The U.S. Department of Homeland Security’s Computer Emergency Readiness Team (CERT) notified Equifax about a vulnerability affecting certain versions of Apache Struts. They sent them an email notification regarding the same. The organization’s IT team, however, failed to identify and fix the vulnerability. This vulnerability was exploited by a hacker who gained access to Equifax’s system for more than a month. If the organization had a skilled cybersecurity team, the vulnerability could have been fixed at the earliest, saving them from the incurred damages. Now the question is how do you identify and close the cybersecurity skills gap currently present in your organization? The answer is not only have a state of the art cybersecurity solution but also to have a human firewall in place.
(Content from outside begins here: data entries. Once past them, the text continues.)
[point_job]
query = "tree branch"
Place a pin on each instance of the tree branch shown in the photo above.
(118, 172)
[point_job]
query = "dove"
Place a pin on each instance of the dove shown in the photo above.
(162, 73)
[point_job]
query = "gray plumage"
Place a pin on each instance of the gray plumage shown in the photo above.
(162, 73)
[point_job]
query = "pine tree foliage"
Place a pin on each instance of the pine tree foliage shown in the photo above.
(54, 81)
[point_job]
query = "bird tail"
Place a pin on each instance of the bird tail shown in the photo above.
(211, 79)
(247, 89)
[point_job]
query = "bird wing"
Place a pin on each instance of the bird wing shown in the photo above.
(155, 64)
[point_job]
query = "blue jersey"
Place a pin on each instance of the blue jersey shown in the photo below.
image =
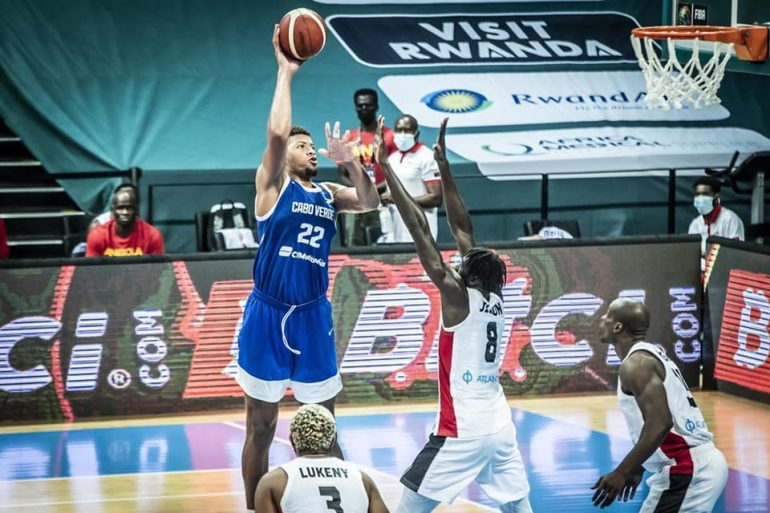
(295, 237)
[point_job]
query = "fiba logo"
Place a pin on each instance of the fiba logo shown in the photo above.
(456, 101)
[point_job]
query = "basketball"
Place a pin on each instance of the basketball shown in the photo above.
(302, 33)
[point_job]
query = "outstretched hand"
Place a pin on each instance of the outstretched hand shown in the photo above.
(615, 486)
(284, 61)
(339, 149)
(380, 146)
(439, 149)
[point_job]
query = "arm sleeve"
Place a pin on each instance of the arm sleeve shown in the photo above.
(430, 169)
(736, 229)
(156, 243)
(693, 229)
(95, 243)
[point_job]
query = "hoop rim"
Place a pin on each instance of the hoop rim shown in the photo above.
(714, 33)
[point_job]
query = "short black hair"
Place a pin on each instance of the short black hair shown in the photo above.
(127, 186)
(709, 181)
(366, 92)
(298, 130)
(488, 267)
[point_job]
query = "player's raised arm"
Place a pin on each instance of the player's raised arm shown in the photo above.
(457, 214)
(270, 175)
(363, 196)
(453, 292)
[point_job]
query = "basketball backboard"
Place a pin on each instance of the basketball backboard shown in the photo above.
(724, 13)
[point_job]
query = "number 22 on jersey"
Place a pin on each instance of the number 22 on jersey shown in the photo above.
(310, 235)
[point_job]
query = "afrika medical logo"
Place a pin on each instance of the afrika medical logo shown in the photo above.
(456, 101)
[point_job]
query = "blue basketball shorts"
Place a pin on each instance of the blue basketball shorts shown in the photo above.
(284, 345)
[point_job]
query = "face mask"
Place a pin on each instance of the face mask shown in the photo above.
(404, 141)
(703, 204)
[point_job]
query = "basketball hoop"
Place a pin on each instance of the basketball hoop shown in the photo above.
(694, 83)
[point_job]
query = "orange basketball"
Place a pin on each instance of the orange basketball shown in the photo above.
(302, 33)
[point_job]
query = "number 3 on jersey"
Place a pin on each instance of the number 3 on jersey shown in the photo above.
(310, 235)
(335, 503)
(490, 352)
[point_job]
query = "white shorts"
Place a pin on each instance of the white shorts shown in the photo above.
(273, 391)
(689, 493)
(446, 466)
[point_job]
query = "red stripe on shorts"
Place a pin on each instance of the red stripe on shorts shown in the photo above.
(676, 448)
(447, 423)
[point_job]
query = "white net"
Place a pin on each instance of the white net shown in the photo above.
(676, 85)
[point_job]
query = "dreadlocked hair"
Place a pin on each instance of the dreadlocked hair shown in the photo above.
(312, 429)
(487, 267)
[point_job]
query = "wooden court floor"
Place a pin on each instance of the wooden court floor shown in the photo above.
(192, 463)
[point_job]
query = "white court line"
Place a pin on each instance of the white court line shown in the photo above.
(371, 471)
(132, 498)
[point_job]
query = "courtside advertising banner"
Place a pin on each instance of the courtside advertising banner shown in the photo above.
(529, 98)
(509, 155)
(473, 39)
(136, 338)
(738, 298)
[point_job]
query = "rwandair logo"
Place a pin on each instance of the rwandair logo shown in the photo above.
(456, 101)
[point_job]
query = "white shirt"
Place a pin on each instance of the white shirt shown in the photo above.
(471, 400)
(320, 485)
(727, 225)
(414, 168)
(689, 428)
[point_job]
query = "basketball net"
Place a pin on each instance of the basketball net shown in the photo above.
(676, 85)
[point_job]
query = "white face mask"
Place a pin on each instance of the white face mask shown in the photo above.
(703, 204)
(404, 141)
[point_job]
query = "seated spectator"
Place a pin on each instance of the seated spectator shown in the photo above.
(126, 234)
(713, 218)
(3, 240)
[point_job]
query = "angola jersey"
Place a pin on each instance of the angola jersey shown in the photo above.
(320, 485)
(295, 239)
(689, 430)
(471, 399)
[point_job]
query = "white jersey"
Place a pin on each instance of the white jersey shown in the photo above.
(415, 168)
(689, 428)
(471, 400)
(320, 485)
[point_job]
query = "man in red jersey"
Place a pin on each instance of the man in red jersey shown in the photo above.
(354, 226)
(126, 234)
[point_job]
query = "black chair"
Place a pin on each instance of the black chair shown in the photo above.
(201, 225)
(570, 226)
(75, 232)
(758, 233)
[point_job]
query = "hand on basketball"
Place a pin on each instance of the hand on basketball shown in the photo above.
(339, 149)
(439, 149)
(380, 146)
(283, 60)
(615, 485)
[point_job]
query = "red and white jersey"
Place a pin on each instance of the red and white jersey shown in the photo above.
(689, 428)
(471, 400)
(318, 485)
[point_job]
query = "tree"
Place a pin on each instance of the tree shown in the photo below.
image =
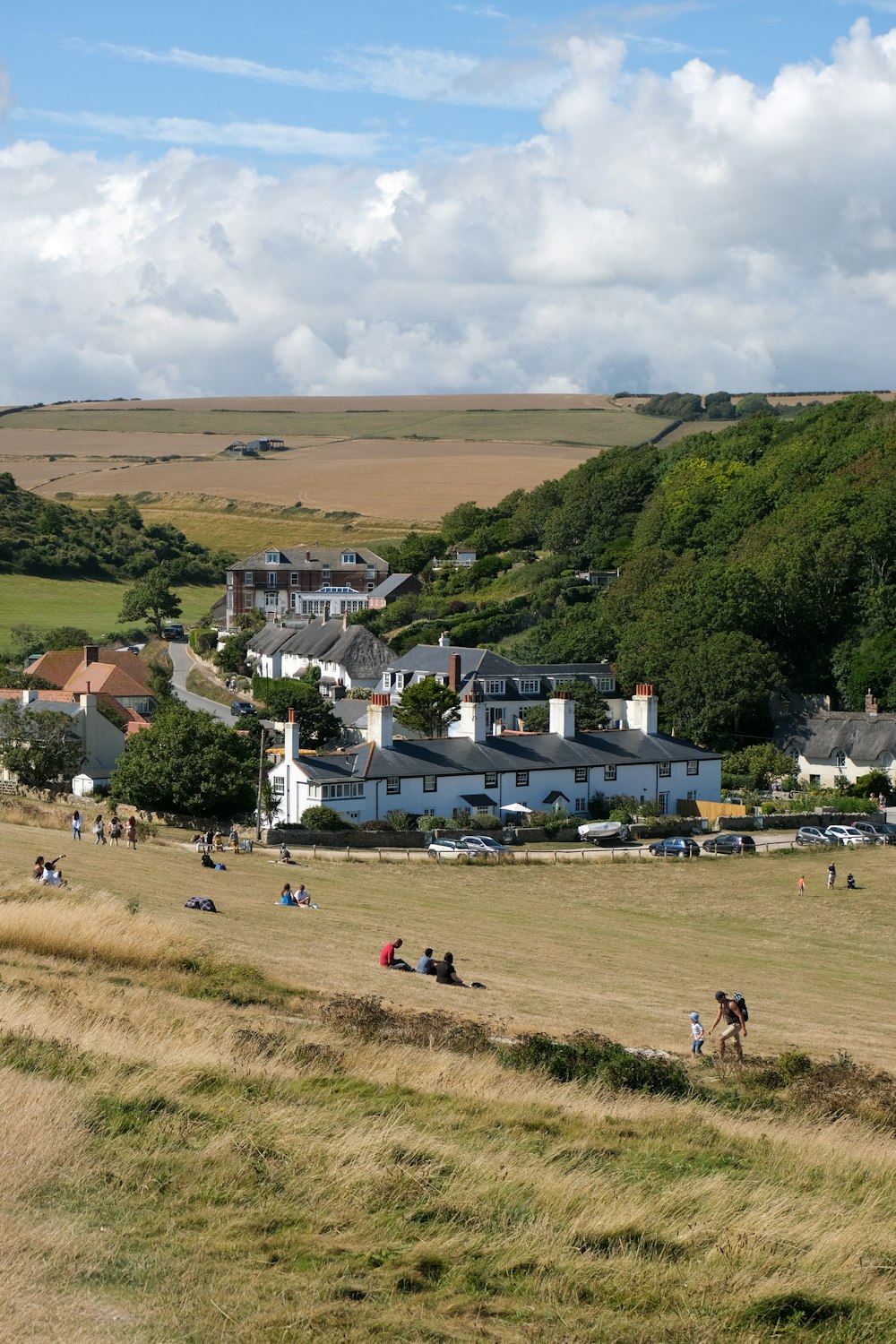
(190, 763)
(152, 599)
(317, 723)
(38, 747)
(429, 707)
(591, 711)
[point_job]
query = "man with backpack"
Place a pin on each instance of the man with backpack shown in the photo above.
(735, 1016)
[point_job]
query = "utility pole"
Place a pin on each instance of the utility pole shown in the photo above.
(261, 780)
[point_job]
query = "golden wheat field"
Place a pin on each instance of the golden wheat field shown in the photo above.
(203, 1142)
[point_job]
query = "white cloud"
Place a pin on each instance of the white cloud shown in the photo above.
(266, 136)
(691, 231)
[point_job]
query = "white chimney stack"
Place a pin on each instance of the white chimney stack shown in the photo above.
(290, 737)
(562, 709)
(641, 711)
(379, 720)
(473, 719)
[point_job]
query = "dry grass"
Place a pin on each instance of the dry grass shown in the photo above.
(195, 1171)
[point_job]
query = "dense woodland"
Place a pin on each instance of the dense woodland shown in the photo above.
(45, 537)
(753, 559)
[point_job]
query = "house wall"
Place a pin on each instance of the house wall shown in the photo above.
(640, 781)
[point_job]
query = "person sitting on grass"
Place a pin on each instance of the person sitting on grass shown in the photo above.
(390, 960)
(445, 972)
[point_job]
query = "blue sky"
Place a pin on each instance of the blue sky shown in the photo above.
(382, 82)
(462, 196)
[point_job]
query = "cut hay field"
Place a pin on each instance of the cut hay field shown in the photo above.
(45, 604)
(386, 459)
(198, 1150)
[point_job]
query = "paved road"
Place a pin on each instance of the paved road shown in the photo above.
(183, 664)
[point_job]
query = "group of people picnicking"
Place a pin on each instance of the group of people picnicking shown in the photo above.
(427, 965)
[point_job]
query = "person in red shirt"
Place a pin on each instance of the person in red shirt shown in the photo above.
(390, 960)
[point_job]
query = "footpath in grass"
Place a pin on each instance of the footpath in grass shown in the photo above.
(89, 604)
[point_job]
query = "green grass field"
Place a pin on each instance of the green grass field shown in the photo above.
(89, 604)
(202, 1144)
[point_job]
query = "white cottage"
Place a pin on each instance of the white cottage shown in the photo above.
(478, 773)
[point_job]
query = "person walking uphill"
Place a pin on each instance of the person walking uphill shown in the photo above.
(735, 1023)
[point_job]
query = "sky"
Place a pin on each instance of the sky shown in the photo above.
(362, 199)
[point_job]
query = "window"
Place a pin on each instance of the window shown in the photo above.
(343, 790)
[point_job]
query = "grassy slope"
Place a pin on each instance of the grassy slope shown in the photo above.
(93, 605)
(182, 1169)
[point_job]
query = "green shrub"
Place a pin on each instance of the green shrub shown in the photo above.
(325, 819)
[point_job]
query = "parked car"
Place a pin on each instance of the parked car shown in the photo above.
(729, 843)
(847, 835)
(813, 835)
(676, 847)
(879, 832)
(482, 844)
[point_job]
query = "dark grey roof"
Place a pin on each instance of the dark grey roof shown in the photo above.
(861, 737)
(508, 752)
(311, 558)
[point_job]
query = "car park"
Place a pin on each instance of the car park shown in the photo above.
(879, 832)
(242, 709)
(729, 843)
(675, 847)
(813, 835)
(847, 835)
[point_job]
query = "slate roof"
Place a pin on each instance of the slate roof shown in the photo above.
(508, 752)
(295, 558)
(861, 737)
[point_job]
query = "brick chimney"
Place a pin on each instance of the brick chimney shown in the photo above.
(562, 710)
(379, 719)
(641, 711)
(473, 718)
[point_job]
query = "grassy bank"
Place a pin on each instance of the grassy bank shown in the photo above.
(45, 604)
(194, 1155)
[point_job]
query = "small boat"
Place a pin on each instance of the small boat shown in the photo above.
(598, 831)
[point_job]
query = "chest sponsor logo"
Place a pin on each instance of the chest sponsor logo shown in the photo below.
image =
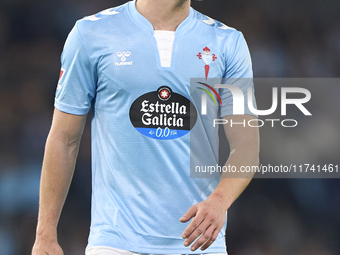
(163, 114)
(123, 55)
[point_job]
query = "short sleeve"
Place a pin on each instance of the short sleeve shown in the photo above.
(77, 82)
(238, 73)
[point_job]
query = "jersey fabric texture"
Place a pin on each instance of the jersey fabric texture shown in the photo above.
(142, 185)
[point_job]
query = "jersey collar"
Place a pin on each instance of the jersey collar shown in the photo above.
(142, 21)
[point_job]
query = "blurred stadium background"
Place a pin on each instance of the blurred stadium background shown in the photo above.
(273, 217)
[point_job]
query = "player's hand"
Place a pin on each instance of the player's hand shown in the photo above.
(46, 248)
(208, 220)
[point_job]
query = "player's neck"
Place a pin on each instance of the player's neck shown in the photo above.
(164, 14)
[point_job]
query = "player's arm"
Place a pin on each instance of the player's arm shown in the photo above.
(209, 215)
(58, 166)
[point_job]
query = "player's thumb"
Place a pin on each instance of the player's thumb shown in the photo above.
(189, 214)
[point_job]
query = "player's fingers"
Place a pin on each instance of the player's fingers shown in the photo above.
(211, 240)
(197, 220)
(205, 237)
(189, 214)
(199, 230)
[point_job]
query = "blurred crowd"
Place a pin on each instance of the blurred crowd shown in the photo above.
(273, 217)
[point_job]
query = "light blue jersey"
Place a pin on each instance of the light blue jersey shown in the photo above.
(141, 120)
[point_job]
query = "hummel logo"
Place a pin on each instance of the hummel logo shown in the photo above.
(123, 55)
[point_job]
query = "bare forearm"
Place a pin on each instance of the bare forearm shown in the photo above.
(231, 185)
(57, 172)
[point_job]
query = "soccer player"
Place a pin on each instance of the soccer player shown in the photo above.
(132, 64)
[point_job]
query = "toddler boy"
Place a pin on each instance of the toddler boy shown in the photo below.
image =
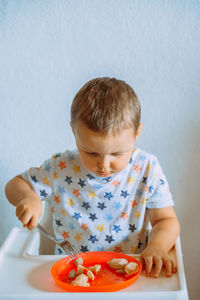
(104, 195)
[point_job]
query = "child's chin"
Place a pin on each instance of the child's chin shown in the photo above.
(103, 174)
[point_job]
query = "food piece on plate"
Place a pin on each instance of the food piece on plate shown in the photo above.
(81, 280)
(120, 271)
(117, 263)
(90, 274)
(78, 261)
(80, 269)
(95, 269)
(131, 268)
(72, 274)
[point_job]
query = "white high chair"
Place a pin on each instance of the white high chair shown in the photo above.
(26, 260)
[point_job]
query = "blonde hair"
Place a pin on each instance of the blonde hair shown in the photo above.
(106, 105)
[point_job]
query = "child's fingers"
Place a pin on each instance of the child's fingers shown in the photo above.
(149, 264)
(158, 266)
(141, 262)
(168, 268)
(33, 222)
(174, 267)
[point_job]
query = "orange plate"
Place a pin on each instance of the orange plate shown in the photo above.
(105, 281)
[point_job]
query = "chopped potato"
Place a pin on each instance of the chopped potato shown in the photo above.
(120, 271)
(72, 274)
(90, 274)
(131, 268)
(95, 269)
(78, 261)
(117, 263)
(80, 269)
(81, 280)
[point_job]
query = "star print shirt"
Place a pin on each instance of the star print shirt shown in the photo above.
(97, 213)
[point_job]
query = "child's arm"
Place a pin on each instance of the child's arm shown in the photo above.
(28, 204)
(165, 230)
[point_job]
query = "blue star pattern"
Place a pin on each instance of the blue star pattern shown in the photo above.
(101, 213)
(47, 167)
(86, 205)
(117, 228)
(72, 226)
(82, 182)
(68, 179)
(34, 179)
(101, 205)
(124, 194)
(93, 217)
(84, 249)
(109, 239)
(77, 216)
(108, 195)
(93, 239)
(117, 205)
(90, 176)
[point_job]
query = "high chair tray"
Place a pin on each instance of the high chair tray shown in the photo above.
(24, 274)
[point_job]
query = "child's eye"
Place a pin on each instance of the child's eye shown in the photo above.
(117, 154)
(92, 154)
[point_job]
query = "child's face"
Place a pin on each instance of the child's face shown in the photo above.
(104, 155)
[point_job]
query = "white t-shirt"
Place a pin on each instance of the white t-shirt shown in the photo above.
(95, 213)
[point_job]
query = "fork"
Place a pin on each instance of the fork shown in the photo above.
(64, 244)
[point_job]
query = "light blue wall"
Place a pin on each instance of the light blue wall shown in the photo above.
(49, 49)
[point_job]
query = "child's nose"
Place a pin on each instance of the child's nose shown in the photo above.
(104, 162)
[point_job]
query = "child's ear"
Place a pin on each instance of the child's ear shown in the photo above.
(71, 126)
(139, 131)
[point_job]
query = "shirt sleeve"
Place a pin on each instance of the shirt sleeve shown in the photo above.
(158, 193)
(41, 179)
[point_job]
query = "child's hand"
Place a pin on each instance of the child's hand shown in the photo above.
(29, 210)
(157, 258)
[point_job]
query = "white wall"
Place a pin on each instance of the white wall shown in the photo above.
(49, 49)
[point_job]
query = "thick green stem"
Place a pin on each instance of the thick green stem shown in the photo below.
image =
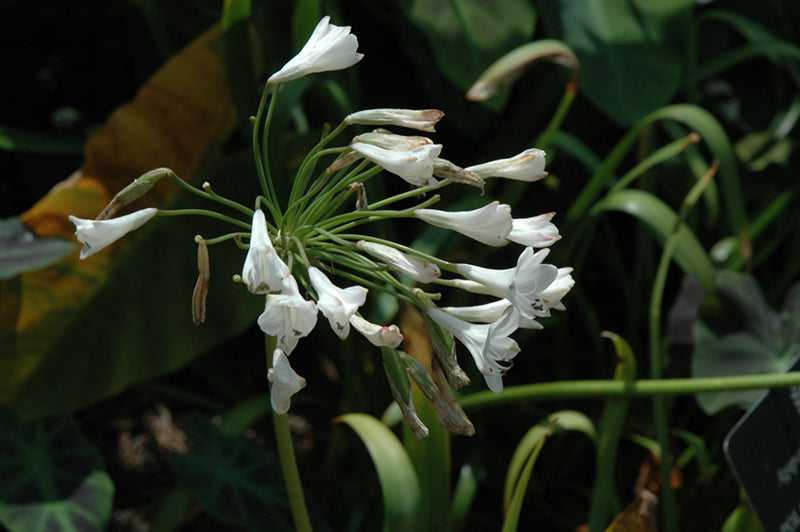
(291, 475)
(583, 389)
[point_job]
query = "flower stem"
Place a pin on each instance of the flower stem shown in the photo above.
(291, 475)
(583, 389)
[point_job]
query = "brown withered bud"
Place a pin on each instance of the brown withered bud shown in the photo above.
(447, 170)
(201, 287)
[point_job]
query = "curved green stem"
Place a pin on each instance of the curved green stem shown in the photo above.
(291, 475)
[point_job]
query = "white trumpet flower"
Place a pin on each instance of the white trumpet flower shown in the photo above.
(423, 120)
(490, 225)
(417, 269)
(414, 165)
(489, 344)
(330, 47)
(288, 316)
(336, 304)
(378, 335)
(535, 232)
(285, 382)
(263, 269)
(522, 285)
(525, 166)
(97, 234)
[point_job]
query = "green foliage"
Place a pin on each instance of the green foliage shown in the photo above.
(737, 333)
(52, 478)
(236, 481)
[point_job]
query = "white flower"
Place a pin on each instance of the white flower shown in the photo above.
(337, 304)
(392, 141)
(414, 165)
(263, 269)
(521, 285)
(424, 120)
(489, 344)
(558, 289)
(419, 270)
(489, 312)
(526, 166)
(288, 316)
(97, 234)
(535, 232)
(285, 382)
(378, 335)
(329, 48)
(491, 224)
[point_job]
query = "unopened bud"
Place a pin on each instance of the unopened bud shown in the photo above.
(201, 287)
(132, 192)
(450, 414)
(447, 170)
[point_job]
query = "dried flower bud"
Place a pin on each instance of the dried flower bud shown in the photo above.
(201, 287)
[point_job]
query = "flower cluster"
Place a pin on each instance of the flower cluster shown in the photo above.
(296, 243)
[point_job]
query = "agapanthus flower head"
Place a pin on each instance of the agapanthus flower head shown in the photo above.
(263, 270)
(378, 335)
(97, 234)
(423, 120)
(525, 166)
(417, 269)
(285, 382)
(288, 316)
(535, 232)
(414, 166)
(330, 47)
(336, 304)
(489, 224)
(489, 344)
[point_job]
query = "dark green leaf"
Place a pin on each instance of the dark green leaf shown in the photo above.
(23, 251)
(52, 478)
(630, 51)
(236, 481)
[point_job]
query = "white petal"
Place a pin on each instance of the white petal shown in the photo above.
(263, 269)
(285, 382)
(526, 166)
(335, 303)
(537, 232)
(490, 225)
(417, 269)
(424, 120)
(378, 335)
(288, 316)
(97, 234)
(329, 48)
(414, 165)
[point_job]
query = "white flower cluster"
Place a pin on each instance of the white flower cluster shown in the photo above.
(314, 234)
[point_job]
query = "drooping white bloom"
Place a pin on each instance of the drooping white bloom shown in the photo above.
(263, 269)
(525, 166)
(285, 382)
(558, 289)
(521, 285)
(489, 344)
(489, 312)
(337, 304)
(417, 269)
(288, 316)
(423, 120)
(490, 225)
(97, 234)
(330, 47)
(535, 232)
(378, 335)
(414, 166)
The first component for bridging the cybersecurity skills gap and building a strong foundation for a human firewall is assessing the employees’ current cybersecurity awareness. You can carry out this process by conducting baseline testing. Baseline testing involves simulating phishing and other types of cyberattacks to see how employees respond to them. This will help you discover the employees’ strengths and weaknesses and give you a clear idea of what areas need improvement. Until you have a clear understanding of the gaps in your current cybersecurity protection, you won’t be able to take the correct future steps. Building a strong human firewall to bridge the cybersecurity skills gap requires a lot of training and practice, which can cause organizations to abandon the process midway.